Methods : We performed a patient-level, single-arm, diagnostic trial. Seven urban emergency departments affiliated with academic medical centers across Canada and the United States participated in the study. Adults ≥ 18 years of age presenting to the emergency department with evidence of severe manifestations of sepsis, including a systolic blood pressure < 90 mmHg and/or a serum lactate ≥ 4 mmol/L were included. Study participants had 2 sets of blood cultures drawn prior to and immediately following antimicrobial administration. The primary outcome was the difference in blood culture pathogen recovery rates before and after administration of antimicrobial therapy.

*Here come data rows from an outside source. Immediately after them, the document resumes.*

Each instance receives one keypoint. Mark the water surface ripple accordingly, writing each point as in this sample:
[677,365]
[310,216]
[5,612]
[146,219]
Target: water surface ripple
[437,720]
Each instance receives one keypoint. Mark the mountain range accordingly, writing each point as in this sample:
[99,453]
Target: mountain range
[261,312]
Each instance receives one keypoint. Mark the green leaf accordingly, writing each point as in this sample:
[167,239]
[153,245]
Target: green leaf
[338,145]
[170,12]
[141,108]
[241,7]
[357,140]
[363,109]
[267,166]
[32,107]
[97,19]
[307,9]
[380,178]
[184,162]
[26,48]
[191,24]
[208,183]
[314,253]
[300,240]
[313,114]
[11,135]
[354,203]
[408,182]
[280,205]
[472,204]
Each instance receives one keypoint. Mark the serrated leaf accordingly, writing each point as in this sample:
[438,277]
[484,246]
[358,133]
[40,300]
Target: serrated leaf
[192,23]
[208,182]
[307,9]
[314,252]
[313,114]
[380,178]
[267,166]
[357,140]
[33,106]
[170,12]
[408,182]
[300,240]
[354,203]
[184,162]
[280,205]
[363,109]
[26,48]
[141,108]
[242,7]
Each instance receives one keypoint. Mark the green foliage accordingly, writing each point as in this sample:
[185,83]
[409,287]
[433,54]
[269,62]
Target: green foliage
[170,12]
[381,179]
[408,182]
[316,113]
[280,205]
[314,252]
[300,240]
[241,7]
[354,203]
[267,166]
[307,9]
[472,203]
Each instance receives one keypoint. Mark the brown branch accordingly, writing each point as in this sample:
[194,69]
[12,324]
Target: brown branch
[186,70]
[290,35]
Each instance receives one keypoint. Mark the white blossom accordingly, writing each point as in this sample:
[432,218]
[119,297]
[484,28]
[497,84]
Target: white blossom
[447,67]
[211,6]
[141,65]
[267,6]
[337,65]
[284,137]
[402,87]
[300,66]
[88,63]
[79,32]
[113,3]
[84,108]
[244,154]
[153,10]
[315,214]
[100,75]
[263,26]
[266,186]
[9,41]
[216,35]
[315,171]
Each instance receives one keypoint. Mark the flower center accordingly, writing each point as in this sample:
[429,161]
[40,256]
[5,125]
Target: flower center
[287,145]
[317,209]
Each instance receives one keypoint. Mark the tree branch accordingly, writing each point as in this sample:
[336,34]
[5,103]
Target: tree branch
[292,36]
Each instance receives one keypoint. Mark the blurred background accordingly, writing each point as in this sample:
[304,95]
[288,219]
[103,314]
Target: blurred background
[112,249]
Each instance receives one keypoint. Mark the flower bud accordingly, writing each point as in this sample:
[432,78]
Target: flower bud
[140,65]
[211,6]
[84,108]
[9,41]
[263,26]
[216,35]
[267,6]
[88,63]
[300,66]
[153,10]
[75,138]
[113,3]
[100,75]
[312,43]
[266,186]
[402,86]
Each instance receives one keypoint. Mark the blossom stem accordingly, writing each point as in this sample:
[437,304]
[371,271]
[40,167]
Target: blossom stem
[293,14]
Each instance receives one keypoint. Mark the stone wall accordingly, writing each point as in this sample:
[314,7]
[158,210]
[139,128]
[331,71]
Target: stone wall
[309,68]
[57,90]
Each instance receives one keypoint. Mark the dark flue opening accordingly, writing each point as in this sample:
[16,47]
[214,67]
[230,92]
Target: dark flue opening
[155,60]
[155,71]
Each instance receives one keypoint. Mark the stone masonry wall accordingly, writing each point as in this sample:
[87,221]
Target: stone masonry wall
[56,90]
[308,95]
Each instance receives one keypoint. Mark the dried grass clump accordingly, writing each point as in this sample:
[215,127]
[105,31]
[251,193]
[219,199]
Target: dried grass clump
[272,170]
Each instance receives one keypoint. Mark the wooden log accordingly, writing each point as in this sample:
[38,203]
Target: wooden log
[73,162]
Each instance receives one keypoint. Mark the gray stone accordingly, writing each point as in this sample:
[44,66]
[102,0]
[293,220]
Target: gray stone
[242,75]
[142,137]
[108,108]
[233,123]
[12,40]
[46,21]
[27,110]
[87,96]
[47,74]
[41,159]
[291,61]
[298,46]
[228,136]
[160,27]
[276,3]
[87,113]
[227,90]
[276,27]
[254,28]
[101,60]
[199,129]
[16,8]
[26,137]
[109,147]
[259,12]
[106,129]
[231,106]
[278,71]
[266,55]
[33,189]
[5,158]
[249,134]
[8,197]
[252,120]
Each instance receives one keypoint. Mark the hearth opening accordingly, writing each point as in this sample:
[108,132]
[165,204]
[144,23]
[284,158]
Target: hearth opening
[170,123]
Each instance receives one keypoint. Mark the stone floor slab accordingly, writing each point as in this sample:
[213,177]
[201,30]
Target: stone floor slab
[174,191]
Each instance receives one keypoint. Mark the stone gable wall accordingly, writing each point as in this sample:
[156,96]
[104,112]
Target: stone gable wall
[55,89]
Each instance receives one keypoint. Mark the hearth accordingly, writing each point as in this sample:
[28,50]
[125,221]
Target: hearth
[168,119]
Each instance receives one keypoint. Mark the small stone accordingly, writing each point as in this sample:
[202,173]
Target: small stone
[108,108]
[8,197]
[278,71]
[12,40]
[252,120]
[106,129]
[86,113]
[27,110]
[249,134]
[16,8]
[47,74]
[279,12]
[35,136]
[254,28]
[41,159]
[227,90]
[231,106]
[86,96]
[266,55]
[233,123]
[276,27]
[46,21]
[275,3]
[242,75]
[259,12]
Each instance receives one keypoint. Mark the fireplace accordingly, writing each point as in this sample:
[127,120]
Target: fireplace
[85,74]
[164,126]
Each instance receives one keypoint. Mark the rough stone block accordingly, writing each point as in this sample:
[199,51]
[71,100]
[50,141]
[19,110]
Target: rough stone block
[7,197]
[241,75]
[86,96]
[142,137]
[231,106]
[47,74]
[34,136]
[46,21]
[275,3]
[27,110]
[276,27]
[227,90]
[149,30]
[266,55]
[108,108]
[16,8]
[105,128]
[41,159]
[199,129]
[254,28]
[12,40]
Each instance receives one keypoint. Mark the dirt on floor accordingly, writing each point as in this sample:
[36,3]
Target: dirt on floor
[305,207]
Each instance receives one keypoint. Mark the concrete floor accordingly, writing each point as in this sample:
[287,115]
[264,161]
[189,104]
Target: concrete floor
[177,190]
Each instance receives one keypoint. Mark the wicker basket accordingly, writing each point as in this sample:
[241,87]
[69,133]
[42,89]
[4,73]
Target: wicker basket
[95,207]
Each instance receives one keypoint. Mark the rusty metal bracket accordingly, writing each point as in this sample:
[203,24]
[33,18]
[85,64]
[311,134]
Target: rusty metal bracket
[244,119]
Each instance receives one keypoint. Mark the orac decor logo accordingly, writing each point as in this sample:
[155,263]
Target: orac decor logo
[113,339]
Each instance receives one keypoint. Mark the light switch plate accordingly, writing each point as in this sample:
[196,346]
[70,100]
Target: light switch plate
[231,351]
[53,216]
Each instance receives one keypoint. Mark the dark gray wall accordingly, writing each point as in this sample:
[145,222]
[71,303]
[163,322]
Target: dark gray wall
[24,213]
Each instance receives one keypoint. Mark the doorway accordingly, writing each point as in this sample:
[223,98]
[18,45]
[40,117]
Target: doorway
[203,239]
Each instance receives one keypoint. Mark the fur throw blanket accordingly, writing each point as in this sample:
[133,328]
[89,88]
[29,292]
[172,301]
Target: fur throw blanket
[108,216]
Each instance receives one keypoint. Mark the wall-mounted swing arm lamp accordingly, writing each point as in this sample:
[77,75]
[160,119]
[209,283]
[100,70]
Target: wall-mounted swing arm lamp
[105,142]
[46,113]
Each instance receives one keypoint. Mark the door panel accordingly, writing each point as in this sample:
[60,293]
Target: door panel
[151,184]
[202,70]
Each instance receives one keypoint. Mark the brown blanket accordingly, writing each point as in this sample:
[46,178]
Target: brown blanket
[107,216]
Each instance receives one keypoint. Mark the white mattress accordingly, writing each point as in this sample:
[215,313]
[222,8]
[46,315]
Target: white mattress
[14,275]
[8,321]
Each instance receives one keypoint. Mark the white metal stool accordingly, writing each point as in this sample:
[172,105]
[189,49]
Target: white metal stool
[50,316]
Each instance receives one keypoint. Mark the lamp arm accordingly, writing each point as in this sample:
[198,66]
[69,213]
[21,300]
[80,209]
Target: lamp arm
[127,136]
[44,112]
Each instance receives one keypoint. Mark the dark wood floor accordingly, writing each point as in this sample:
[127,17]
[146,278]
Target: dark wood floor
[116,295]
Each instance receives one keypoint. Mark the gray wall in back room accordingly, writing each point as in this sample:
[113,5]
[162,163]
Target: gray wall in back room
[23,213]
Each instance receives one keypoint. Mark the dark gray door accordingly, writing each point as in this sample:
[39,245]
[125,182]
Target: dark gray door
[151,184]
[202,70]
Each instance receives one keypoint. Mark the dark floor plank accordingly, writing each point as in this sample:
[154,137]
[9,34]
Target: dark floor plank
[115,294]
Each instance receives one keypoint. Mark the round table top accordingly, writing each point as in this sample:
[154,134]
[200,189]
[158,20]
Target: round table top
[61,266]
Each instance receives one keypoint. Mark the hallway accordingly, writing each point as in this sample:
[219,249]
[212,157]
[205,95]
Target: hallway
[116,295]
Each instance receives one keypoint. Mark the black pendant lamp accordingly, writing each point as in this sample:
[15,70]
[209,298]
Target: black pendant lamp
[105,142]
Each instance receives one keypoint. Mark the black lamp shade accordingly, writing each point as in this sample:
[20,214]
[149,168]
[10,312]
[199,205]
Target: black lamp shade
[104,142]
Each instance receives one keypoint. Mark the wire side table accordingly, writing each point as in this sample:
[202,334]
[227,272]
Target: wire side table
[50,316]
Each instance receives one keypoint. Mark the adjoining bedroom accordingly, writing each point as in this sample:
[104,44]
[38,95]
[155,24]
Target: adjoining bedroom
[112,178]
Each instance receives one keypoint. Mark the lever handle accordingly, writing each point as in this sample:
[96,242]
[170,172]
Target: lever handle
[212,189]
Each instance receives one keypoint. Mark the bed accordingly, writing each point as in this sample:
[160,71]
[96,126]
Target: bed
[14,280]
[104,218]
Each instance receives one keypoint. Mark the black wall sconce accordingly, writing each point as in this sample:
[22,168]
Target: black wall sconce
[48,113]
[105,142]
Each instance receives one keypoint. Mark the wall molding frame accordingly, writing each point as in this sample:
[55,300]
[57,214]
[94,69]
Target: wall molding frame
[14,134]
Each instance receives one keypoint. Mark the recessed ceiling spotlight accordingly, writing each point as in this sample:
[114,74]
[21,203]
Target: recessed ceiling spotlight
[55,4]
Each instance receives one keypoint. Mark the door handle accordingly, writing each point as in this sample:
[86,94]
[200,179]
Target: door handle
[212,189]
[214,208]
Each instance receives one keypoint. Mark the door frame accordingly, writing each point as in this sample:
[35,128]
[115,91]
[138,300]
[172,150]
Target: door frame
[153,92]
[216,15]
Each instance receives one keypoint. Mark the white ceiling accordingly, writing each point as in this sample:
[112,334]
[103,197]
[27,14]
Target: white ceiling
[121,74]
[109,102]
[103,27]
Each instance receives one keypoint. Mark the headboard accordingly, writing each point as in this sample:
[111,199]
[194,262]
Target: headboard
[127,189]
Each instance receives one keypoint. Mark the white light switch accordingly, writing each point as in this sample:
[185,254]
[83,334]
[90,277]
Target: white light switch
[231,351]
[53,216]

Results : Of 3164 participants screened, 325 were included in the study (mean age, 65.6 years; 63.0% men) and had repeat blood cultures drawn after the initiation of antimicrobial therapy (median time of 70 minutes, IQR 50 to 110 minutes). Pre-antimicrobial blood cultures were positive for one or more microbial pathogens in 102/325 (31.4%) patients. Fifty-four participants (52.9%) had matching blood culture results after initiation of antimicrobial treatment. The absolute difference in pathogen recovery rates was 14.5% ([95% CI 8.0 to 21.0%]; p<0.0001) between pre and post-antimicrobial blood cultures. Results were consistent in an analysis of the per-protocol population (absolute difference, 13.3% [95% CI 6.1 to 20.4%]; p<0.0001). Including the results of other microbiological cultures done as part of routine care, microbial pathogens were recovered in 69 of 102 (67.7%) participants (absolute difference, 10.2% [95% CI 3.4 to 16.8%]; p<0.0001).
Conclusion : Among patients with severe manifestations of sepsis, the administration of empiric antimicrobial therapy significantly reduces the yield of pathogen recovery when blood cultures are drawn shortly after treatment initiation.